In reality, there are only two tactics when fighting an outbreak and they are not mutually exclusive. Firstly, containment: ie, trying to keep the virus in or out of a certain area - including quarantining, which is the isolating of a suspected infected person beyond the incubation period. We are already beyond the point where we can rely solely on containment: it is in the general population now, albeit in low levels.

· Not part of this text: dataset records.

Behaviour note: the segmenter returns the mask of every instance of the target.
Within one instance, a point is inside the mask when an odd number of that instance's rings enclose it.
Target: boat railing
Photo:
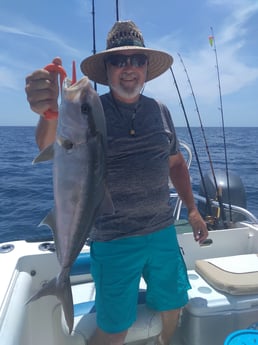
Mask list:
[[[190,169],[192,159],[193,159],[192,150],[191,150],[190,146],[183,140],[179,141],[179,145],[180,145],[180,149],[183,149],[183,154],[184,154],[187,168]],[[174,188],[170,179],[169,179],[169,188],[170,188],[170,190],[173,190],[173,188]],[[175,205],[174,205],[174,211],[173,211],[174,219],[178,220],[180,218],[182,206],[183,206],[183,202],[179,198],[179,196],[177,195]]]
[[[188,169],[190,169],[190,166],[192,163],[192,157],[193,157],[191,148],[186,142],[184,142],[182,140],[180,140],[179,144],[180,144],[180,148],[183,149],[182,151],[183,151],[183,154],[184,154],[184,157],[186,160],[187,167],[188,167]],[[182,203],[182,200],[180,199],[179,195],[176,192],[174,192],[174,187],[173,187],[173,184],[171,183],[170,180],[169,180],[169,188],[170,188],[171,204],[173,204],[173,207],[174,207],[173,216],[174,216],[175,220],[179,220],[181,218],[181,215],[182,215],[183,203]],[[196,194],[196,193],[194,193],[194,198],[200,203],[206,204],[206,202],[207,202],[205,197],[203,197],[199,194]],[[210,202],[211,202],[212,206],[220,207],[220,205],[217,201],[211,199]],[[247,222],[250,222],[252,224],[258,224],[258,219],[256,218],[256,216],[254,214],[252,214],[250,211],[246,210],[245,208],[237,206],[237,205],[229,205],[227,203],[222,203],[222,204],[223,204],[223,207],[225,210],[231,210],[234,213],[237,213],[237,214],[244,216],[244,218]]]

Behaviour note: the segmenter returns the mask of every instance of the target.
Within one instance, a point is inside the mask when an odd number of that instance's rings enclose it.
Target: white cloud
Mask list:
[[[71,54],[72,56],[80,56],[79,50],[73,48],[69,43],[66,43],[65,40],[57,35],[55,32],[46,30],[43,27],[30,23],[26,20],[17,20],[16,25],[0,25],[0,33],[10,34],[14,36],[26,36],[44,41],[53,43],[54,45],[59,46],[62,50]],[[5,37],[6,40],[6,37]],[[40,46],[37,41],[37,45]]]
[[[220,73],[222,95],[229,95],[240,91],[246,86],[258,81],[258,68],[248,66],[241,55],[248,35],[247,22],[250,17],[258,13],[258,2],[213,0],[213,5],[230,5],[230,14],[225,17],[222,26],[217,28],[216,43],[218,67]],[[238,4],[238,6],[237,6]],[[171,43],[172,42],[172,43]],[[173,69],[179,84],[182,97],[191,96],[190,86],[177,54],[180,37],[166,36],[154,43],[157,49],[171,52],[174,56]],[[172,46],[171,46],[172,45]],[[199,50],[180,51],[186,65],[194,92],[202,103],[211,104],[218,97],[218,78],[214,49],[209,49],[207,42]],[[172,77],[166,74],[149,83],[148,92],[155,90],[156,97],[171,99]],[[172,85],[173,86],[173,85]]]

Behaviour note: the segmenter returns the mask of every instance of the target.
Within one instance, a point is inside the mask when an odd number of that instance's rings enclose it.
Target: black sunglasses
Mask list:
[[[133,67],[142,67],[146,64],[148,58],[144,54],[122,55],[114,54],[108,55],[105,59],[105,63],[110,63],[112,66],[122,68],[130,62]]]

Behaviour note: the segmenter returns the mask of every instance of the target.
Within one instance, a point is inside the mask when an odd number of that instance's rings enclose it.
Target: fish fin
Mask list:
[[[73,307],[73,296],[71,290],[71,282],[69,273],[65,279],[54,278],[50,280],[47,284],[45,284],[38,292],[36,292],[26,303],[28,305],[30,302],[36,301],[37,299],[53,295],[56,296],[62,304],[63,312],[65,321],[71,334],[73,330],[73,323],[74,323],[74,307]],[[63,277],[64,278],[64,277]]]
[[[74,306],[70,278],[64,282],[63,289],[58,291],[57,298],[62,303],[66,325],[68,327],[69,334],[71,334],[74,323]]]
[[[57,279],[54,278],[50,280],[48,283],[43,285],[43,287],[36,292],[26,303],[25,305],[29,304],[30,302],[36,301],[37,299],[48,296],[48,295],[56,295],[56,285]]]
[[[39,226],[47,225],[53,232],[56,229],[56,217],[53,210],[51,210],[44,219],[39,223]]]
[[[45,162],[53,159],[54,157],[54,145],[51,144],[47,146],[44,150],[40,151],[40,153],[33,159],[32,164]]]

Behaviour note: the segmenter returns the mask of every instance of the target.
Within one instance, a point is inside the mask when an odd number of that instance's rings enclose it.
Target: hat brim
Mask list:
[[[81,62],[82,73],[85,74],[90,80],[93,80],[98,84],[108,85],[104,59],[107,55],[122,51],[133,51],[136,54],[145,54],[148,57],[146,81],[158,77],[173,63],[172,56],[165,52],[145,47],[122,46],[104,50],[84,59]]]

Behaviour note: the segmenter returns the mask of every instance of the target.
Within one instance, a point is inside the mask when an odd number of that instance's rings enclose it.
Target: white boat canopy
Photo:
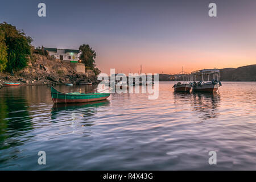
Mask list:
[[[191,75],[200,74],[200,73],[219,73],[220,70],[218,69],[204,69],[197,70],[191,72]]]
[[[196,81],[196,76],[201,76],[201,81],[204,81],[204,75],[208,76],[208,81],[209,81],[209,75],[213,75],[213,80],[220,81],[220,70],[218,69],[204,69],[191,72],[191,80]]]

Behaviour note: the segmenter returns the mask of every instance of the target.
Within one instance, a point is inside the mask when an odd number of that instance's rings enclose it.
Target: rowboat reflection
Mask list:
[[[52,107],[51,118],[53,120],[58,117],[67,118],[68,115],[86,119],[86,116],[94,115],[97,113],[97,108],[106,106],[109,104],[109,101],[104,100],[93,102],[54,104]]]

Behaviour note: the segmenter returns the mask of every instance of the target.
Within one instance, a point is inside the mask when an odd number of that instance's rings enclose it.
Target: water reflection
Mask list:
[[[52,122],[60,121],[59,117],[71,118],[73,120],[80,118],[87,121],[97,113],[98,107],[108,106],[109,104],[109,101],[105,100],[89,103],[54,104],[51,112]]]
[[[220,101],[219,94],[216,93],[200,92],[193,92],[191,94],[192,110],[199,113],[200,118],[214,118],[220,114],[218,110]]]
[[[33,129],[28,104],[18,91],[10,88],[0,100],[0,150],[23,144],[29,139],[19,136]]]

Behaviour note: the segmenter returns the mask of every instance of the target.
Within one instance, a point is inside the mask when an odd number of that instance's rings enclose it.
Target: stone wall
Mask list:
[[[70,65],[72,67],[77,73],[85,73],[85,67],[83,63],[70,63]]]

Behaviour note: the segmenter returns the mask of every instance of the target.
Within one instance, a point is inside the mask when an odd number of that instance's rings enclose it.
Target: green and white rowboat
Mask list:
[[[79,103],[106,100],[109,97],[109,93],[62,93],[51,86],[51,95],[55,104]]]

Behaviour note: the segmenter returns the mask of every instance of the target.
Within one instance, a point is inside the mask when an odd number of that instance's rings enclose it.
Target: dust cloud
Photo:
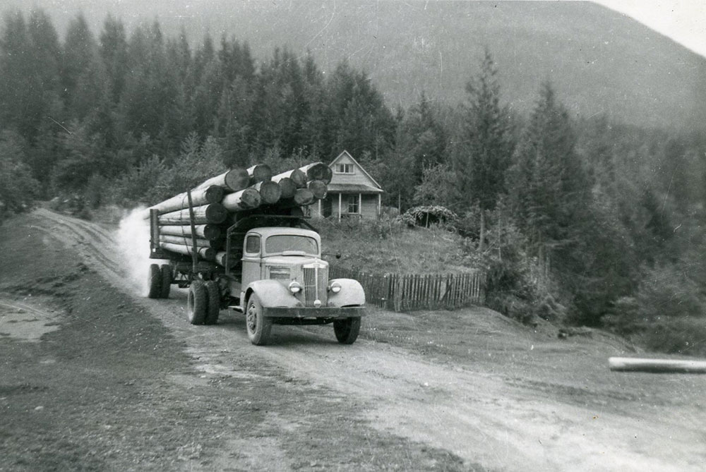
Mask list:
[[[120,220],[116,234],[121,262],[128,274],[130,286],[140,296],[147,296],[150,265],[159,261],[150,259],[150,220],[143,216],[146,208],[130,210]]]

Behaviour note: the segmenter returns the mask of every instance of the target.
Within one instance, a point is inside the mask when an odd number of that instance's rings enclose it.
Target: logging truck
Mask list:
[[[268,343],[273,325],[333,324],[339,342],[355,341],[363,288],[351,279],[329,279],[321,236],[304,218],[239,214],[227,227],[225,250],[214,253],[208,225],[197,227],[190,210],[191,224],[181,226],[181,236],[164,234],[169,226],[150,210],[150,257],[168,263],[150,265],[150,298],[167,298],[172,285],[188,289],[191,323],[214,325],[222,309],[234,310],[244,314],[256,345]]]

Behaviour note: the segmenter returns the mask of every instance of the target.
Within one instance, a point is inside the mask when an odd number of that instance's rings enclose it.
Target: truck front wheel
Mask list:
[[[264,346],[270,337],[272,320],[263,315],[263,305],[258,296],[253,294],[248,301],[245,312],[245,324],[248,327],[248,339],[256,346]]]
[[[208,306],[208,292],[203,282],[194,280],[189,286],[189,297],[186,300],[186,315],[192,325],[203,325],[206,319],[206,308]]]
[[[352,344],[358,339],[360,332],[360,318],[346,318],[333,321],[333,332],[342,344]]]
[[[162,295],[162,272],[157,264],[150,265],[150,291],[147,294],[150,298],[159,298]]]
[[[220,313],[220,291],[218,290],[218,284],[209,280],[203,285],[208,294],[208,308],[203,322],[205,325],[215,325],[218,322],[218,315]]]

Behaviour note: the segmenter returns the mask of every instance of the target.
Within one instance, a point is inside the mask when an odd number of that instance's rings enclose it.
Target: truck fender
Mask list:
[[[353,279],[333,279],[328,284],[338,282],[341,285],[341,291],[337,294],[328,292],[329,306],[362,306],[365,305],[365,291],[363,286],[357,280]]]
[[[256,280],[248,285],[245,290],[245,301],[243,306],[247,305],[247,300],[251,294],[256,294],[260,303],[264,308],[285,307],[295,308],[302,307],[301,302],[297,300],[281,282],[276,280],[265,279]]]

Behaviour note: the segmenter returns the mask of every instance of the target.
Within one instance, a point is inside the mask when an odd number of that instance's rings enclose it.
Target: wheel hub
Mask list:
[[[248,315],[246,322],[248,325],[248,329],[251,332],[255,332],[258,325],[258,313],[257,310],[252,305],[248,307]]]

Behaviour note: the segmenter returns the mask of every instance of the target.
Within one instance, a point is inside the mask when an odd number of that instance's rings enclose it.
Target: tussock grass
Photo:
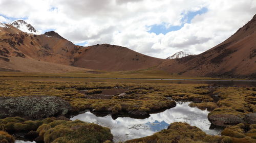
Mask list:
[[[0,131],[1,143],[14,143],[14,138],[12,136],[6,132]]]

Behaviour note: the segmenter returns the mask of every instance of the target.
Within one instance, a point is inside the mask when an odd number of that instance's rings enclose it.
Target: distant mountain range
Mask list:
[[[256,15],[223,42],[198,55],[161,59],[107,44],[83,47],[23,20],[0,23],[0,71],[63,73],[162,70],[186,76],[256,78]]]
[[[166,58],[166,59],[170,60],[170,59],[181,59],[182,58],[187,56],[190,55],[195,55],[196,54],[189,52],[186,52],[184,51],[179,51],[174,54],[173,55],[168,57],[167,58]]]

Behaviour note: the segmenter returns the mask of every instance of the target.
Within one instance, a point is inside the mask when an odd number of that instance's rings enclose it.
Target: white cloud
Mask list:
[[[74,43],[110,43],[165,58],[180,50],[203,52],[225,40],[250,20],[253,0],[0,0],[0,22],[25,18],[40,31],[55,29]],[[165,35],[148,26],[182,25],[189,11],[206,8],[190,23]],[[1,16],[2,15],[2,16]]]

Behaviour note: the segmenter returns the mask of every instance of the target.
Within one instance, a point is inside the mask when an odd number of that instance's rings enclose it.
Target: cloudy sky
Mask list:
[[[201,53],[256,13],[255,0],[0,0],[0,22],[25,20],[80,45],[109,43],[166,58]]]

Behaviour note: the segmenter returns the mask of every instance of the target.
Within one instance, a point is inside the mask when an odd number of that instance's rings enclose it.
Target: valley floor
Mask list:
[[[28,75],[14,73],[0,74]],[[175,108],[175,101],[190,101],[190,106],[210,111],[211,128],[225,128],[221,136],[207,135],[186,123],[173,123],[153,135],[126,142],[256,141],[254,85],[43,81],[12,78],[0,80],[0,142],[13,142],[19,135],[37,142],[112,142],[113,136],[109,128],[69,118],[90,110],[96,115],[110,114],[113,119],[126,116],[140,120]]]

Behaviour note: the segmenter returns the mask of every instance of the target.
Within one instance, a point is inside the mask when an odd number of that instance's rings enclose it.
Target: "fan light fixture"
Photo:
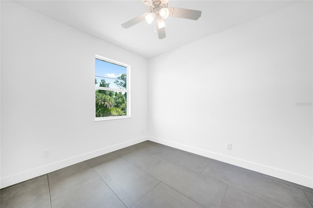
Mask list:
[[[141,21],[143,21],[145,19],[146,19],[147,22],[151,24],[155,19],[156,19],[155,22],[156,30],[157,31],[157,37],[159,39],[163,39],[166,37],[165,35],[165,23],[164,20],[169,16],[193,20],[197,20],[201,17],[201,11],[181,8],[168,7],[167,3],[168,3],[169,0],[141,0],[146,6],[148,6],[148,10],[149,13],[144,13],[141,15],[127,21],[122,24],[122,27],[124,28],[129,28]]]
[[[146,21],[147,21],[148,24],[151,24],[153,21],[153,20],[155,19],[155,17],[156,14],[154,13],[154,12],[149,13],[145,16]]]
[[[157,23],[157,28],[158,29],[163,28],[165,26],[164,21],[163,20],[163,18],[160,17],[159,17],[156,20],[156,23]]]
[[[167,8],[162,8],[158,11],[158,14],[163,18],[166,19],[170,14],[170,12]]]

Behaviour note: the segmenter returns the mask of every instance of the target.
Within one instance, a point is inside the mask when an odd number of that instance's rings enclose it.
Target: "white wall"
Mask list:
[[[149,60],[150,139],[313,187],[313,36],[301,2]]]
[[[1,188],[146,140],[146,59],[12,2],[1,32]],[[131,118],[94,121],[95,54],[131,65]]]

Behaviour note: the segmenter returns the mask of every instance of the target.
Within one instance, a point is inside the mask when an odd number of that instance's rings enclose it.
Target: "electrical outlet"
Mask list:
[[[46,149],[44,150],[44,157],[50,157],[50,150]]]
[[[231,143],[227,144],[227,149],[231,150],[232,144]]]

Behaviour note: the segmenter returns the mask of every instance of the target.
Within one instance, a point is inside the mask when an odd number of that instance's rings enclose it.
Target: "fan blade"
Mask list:
[[[197,20],[201,17],[201,11],[181,8],[169,8],[168,9],[170,10],[170,15],[173,17],[194,20]]]
[[[122,24],[122,27],[124,28],[129,28],[132,26],[134,26],[137,23],[140,22],[145,20],[145,16],[147,14],[147,13],[142,14],[140,16],[134,18],[134,19],[130,20],[126,22],[124,24]]]
[[[163,27],[161,28],[159,28],[156,26],[157,28],[157,35],[158,36],[159,39],[163,39],[165,38],[165,27]]]
[[[141,0],[141,2],[143,3],[146,6],[152,6],[152,0]]]

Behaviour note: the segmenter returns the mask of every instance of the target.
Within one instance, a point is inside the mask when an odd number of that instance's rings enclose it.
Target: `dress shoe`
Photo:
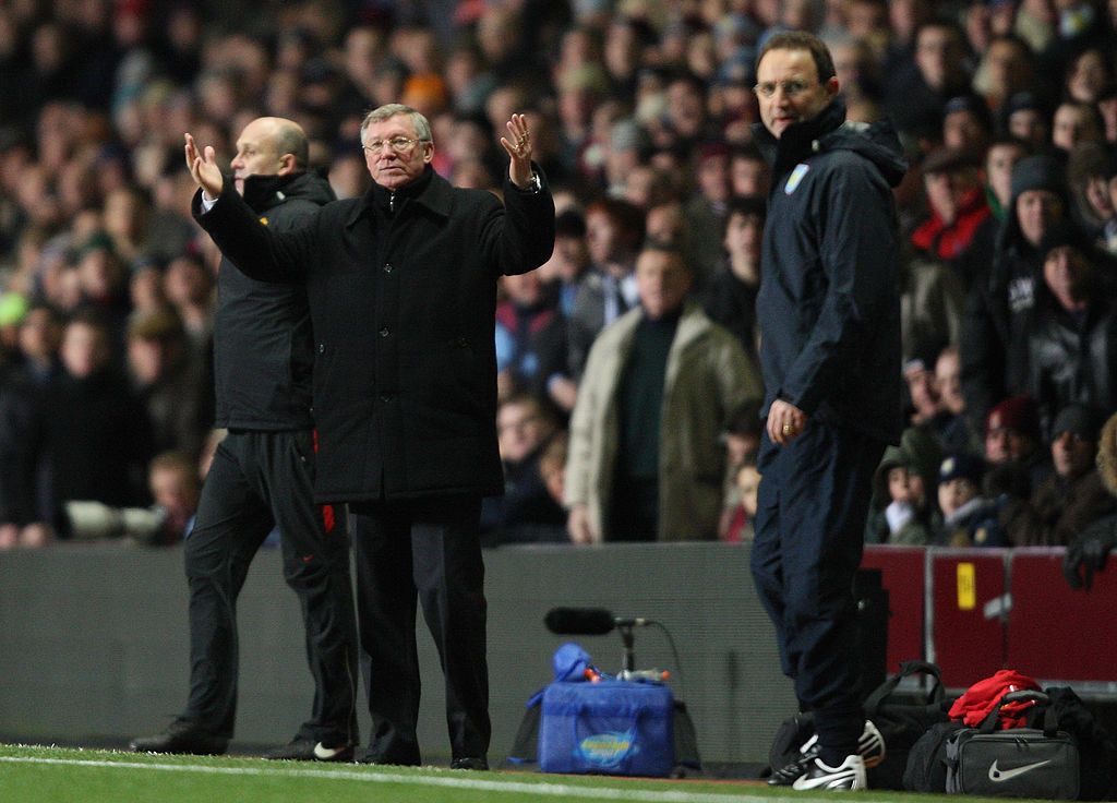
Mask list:
[[[184,753],[195,756],[219,756],[228,747],[229,739],[225,736],[203,730],[189,719],[175,719],[163,733],[128,743],[133,753]]]
[[[264,754],[265,758],[286,762],[349,762],[353,761],[353,745],[296,738]]]
[[[450,769],[488,769],[488,761],[484,757],[455,758],[450,762]]]

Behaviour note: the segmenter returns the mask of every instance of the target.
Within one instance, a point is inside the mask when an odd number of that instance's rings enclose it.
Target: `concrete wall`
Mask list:
[[[765,761],[795,709],[771,624],[753,591],[748,547],[723,544],[502,548],[487,553],[493,747],[507,755],[526,698],[551,679],[565,639],[543,627],[555,605],[600,605],[662,622],[636,631],[638,668],[672,670],[707,762]],[[237,740],[286,742],[312,687],[295,595],[279,555],[254,563],[239,604]],[[420,616],[424,757],[449,753],[437,654]],[[617,633],[577,640],[607,671]],[[0,737],[123,744],[180,713],[188,683],[187,587],[180,549],[66,545],[0,554]],[[363,694],[362,694],[363,705]],[[369,733],[367,716],[361,719]]]

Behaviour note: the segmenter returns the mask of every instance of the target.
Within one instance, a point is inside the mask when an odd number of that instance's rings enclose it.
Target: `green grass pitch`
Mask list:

It is crucial to continue to test people, try to identify where a case came from and trace contacts, whilst at the same time minimising the risk of people carrying the virus into and out of the country. Parallel to this - and something the UK government should have already started - must go the second tactic: mitigation. In other words, trying to stop the spread by reducing social contact and particularly large gatherings, where ‘super-spreading’ incidents are possible. Both China and Italy have attempted large-scale mitigation. China is implementing this (and no doubt strengthening its authoritarian military surveillance apparatus) on more than 60 million people in Hubei. Italy similarly is currently enforcing a country-wide lock-down. Draconian, military-style mitigation measures are counterproductive and lead to panic, misinformation and increase the chances of infected people fleeing. The best way to mitigate is through voluntary cooperation, the sharing of up-to-date information and transparency.
No matter what measures are taken now, COVID-19 is inevitably going to mean extreme pressure for the national health service in the coming months. This is an NHS already much depleted - with 100,000 vacancies5 and over 17,000 fewer beds, compared to 2010. Despite the vast majority of infected people not needing any medical input, the minority of very severe cases do require intensive supportive care, including dialysis for kidney failure and ventilation for respiratory failure. As Italy has discovered, hospital beds, trained staff, medical equipment (including ventilators) and plenty of capacity in intensive care units (ICUs) are the key to managing COVID-19. These are things that cannot be created quickly and no number of well-meaning volunteers or returning retired doctors are any sort of substitute for them. Italy has twice as many ICU beds per 100,000 population, compared to the UK, which ranks 24th out of 31 European countries in terms of ICU beds per head of population and 29th for hospital beds.6
This week’s budget included some token money for the NHS, but this is all too little, too late. If there is a large outbreak in the UK, it is not going to be the implementing of Johnson’s ‘delay phase’ that matters: rather the decade-long ‘NHS cuts phase’ that his party has ruthlessly enforced could result in thousands of unnecessary deaths.